Racca, Alice W., Beck, Anita E., McMillin, Margaret J., Korte, F. Steven, Bamshad, Michael J., Regnier, Michael (2015) The embryonic myosin R672C mutation that underlies Freeman-Sheldon syndrome impairs cross-bridge detachment and cycling in adult skeletal muscle. Human Molecular Genetics, 24 (12). pp. 3348-3358. ISSN 0964-6906. E-ISSN 1460-2083. (doi:10.1093/hmg/ddv084) (The full text of this publication is not currently available from this repository. You may be able to access a copy if URLs are provided) (KAR id:53684)

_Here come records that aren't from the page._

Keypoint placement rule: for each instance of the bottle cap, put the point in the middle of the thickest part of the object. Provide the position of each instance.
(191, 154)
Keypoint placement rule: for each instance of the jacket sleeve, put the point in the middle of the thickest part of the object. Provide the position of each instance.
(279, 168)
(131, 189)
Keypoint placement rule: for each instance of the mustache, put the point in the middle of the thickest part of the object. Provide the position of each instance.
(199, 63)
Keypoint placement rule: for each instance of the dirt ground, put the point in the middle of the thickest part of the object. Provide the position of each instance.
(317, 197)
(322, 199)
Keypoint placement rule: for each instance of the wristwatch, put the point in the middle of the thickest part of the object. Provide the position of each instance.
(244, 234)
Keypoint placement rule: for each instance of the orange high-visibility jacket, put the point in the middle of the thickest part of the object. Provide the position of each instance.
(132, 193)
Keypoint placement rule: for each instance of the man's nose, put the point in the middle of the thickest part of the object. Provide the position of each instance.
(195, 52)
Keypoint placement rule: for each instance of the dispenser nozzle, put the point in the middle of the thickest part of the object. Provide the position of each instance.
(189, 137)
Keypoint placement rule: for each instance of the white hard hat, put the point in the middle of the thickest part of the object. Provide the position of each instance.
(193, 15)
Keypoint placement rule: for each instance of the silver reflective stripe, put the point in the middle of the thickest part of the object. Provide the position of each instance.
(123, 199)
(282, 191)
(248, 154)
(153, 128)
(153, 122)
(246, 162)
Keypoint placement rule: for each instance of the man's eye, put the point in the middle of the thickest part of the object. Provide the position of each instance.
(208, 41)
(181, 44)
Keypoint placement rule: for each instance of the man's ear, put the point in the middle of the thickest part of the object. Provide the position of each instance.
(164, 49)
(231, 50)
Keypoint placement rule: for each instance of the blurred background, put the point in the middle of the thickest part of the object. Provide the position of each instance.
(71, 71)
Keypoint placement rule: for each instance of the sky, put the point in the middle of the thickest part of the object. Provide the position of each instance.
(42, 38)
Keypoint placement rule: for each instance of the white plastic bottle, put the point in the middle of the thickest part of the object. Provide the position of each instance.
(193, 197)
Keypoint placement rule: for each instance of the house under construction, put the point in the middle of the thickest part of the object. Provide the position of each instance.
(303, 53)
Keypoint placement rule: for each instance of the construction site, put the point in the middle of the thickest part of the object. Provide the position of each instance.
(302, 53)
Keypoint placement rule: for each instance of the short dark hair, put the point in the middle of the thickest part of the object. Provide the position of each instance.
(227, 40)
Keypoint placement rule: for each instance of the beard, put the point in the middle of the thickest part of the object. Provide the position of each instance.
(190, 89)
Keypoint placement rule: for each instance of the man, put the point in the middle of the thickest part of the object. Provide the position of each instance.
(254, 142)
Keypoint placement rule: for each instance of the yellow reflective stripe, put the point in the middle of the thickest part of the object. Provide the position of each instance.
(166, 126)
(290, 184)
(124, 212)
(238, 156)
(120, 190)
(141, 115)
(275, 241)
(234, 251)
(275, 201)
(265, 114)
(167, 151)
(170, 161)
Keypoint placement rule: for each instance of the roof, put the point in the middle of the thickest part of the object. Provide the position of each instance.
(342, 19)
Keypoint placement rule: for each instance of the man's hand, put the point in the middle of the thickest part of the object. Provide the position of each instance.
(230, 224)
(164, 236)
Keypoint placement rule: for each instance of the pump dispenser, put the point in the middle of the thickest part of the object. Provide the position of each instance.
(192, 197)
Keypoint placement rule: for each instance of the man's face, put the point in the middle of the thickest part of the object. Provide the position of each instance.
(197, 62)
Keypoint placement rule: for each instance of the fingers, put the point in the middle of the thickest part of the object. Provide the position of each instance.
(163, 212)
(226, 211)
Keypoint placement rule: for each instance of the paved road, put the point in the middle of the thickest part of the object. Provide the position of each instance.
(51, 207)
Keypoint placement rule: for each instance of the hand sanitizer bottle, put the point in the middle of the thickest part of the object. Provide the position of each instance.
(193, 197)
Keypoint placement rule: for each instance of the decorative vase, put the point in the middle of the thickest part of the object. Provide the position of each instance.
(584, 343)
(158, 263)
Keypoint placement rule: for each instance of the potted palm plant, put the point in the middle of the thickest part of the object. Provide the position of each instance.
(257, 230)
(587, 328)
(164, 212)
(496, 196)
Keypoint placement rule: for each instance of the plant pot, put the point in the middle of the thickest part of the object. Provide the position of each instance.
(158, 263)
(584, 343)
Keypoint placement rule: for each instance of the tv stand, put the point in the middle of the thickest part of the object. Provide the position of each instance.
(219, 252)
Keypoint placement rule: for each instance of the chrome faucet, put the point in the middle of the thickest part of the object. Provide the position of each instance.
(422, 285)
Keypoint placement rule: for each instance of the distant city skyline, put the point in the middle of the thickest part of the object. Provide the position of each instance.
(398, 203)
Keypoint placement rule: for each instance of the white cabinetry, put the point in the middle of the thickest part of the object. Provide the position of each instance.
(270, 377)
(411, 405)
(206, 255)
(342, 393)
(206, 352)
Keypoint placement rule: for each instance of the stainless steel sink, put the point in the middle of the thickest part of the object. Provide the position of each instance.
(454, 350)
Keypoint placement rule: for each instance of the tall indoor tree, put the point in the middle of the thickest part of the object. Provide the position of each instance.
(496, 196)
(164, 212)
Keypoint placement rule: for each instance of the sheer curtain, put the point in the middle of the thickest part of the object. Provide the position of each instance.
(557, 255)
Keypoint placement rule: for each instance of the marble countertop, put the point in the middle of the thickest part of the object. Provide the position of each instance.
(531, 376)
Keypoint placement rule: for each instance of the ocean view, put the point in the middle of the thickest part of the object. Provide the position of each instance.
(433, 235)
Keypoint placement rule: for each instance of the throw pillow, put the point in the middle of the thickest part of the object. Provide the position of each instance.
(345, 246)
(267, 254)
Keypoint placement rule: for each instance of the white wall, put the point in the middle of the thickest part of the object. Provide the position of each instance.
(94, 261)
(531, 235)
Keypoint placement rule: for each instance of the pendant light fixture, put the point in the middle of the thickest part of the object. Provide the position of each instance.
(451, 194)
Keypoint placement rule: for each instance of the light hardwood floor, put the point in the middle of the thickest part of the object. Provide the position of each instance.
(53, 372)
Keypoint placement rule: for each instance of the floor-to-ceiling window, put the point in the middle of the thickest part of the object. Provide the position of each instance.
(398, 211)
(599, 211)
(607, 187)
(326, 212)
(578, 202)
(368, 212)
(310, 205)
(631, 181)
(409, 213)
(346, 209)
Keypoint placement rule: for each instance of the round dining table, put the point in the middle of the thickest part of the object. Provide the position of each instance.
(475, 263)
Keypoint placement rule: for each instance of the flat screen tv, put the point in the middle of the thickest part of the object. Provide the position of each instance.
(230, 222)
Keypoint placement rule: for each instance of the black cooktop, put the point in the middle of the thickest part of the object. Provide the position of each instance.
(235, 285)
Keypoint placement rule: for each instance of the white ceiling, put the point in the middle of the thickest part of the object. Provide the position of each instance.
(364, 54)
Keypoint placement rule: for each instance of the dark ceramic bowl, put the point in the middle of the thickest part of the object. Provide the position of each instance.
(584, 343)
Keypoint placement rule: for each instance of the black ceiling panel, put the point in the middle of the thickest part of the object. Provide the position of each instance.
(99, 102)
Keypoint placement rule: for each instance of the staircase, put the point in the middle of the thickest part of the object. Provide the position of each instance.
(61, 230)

The full text of this publication is not currently available from this repository. You may be able to access a copy if URLs are provided.
Official URL:
http://doi.org/10.1093/hmg/ddv084

Abstract

Distal arthrogryposis is the most common known heritable cause of congenital contractures (e.g. clubfoot) and results from mutations in genes that encode proteins of the contractile complex of skeletal muscle cells. Mutations are most frequently found in MYH3 and are predicted to impair the function of embryonic myosin. We measured the contractile properties of individual skeletal muscle cells and the activation and relaxation kinetics of isolated myofibrils from two adult individuals with an R672C substitution in embryonic myosin and distal arthrogryposis syndrome 2A (DA2A) or Freeman-Sheldon syndrome. In R672C-containing muscle cells, we observed reduced specific force, a prolonged time to relaxation and incomplete relaxation (elevated residual force). In R672C-containing muscle myofibrils, the initial, slower phase of relaxation had a longer duration and slower rate, and time to complete relaxation was greatly prolonged. These observations can be collectively explained by a small subpopulation of myosin cross-bridges with greatly reduced detachment kinetics, resulting in a slower and less complete deactivation of thin filaments at the end of contractions. These findings have important implications for selecting and testing directed therapeutic options for persons with DA2A and perhaps congenital contractures in general.

Item Type: Article
DOI/Identification number: 10.1093/hmg/ddv084
Subjects: Q Science
Q Science > QP Physiology (Living systems)
Divisions: Divisions > Division of Natural Sciences > Biosciences
Depositing User: A.W. Racca
Date Deposited: 11 Jan 2016 14:47 UTC
Last Modified: 05 Nov 2024 10:40 UTC
Resource URI: https://kar.kent.ac.uk/id/eprint/53684 (The current URI for this page, for reference purposes)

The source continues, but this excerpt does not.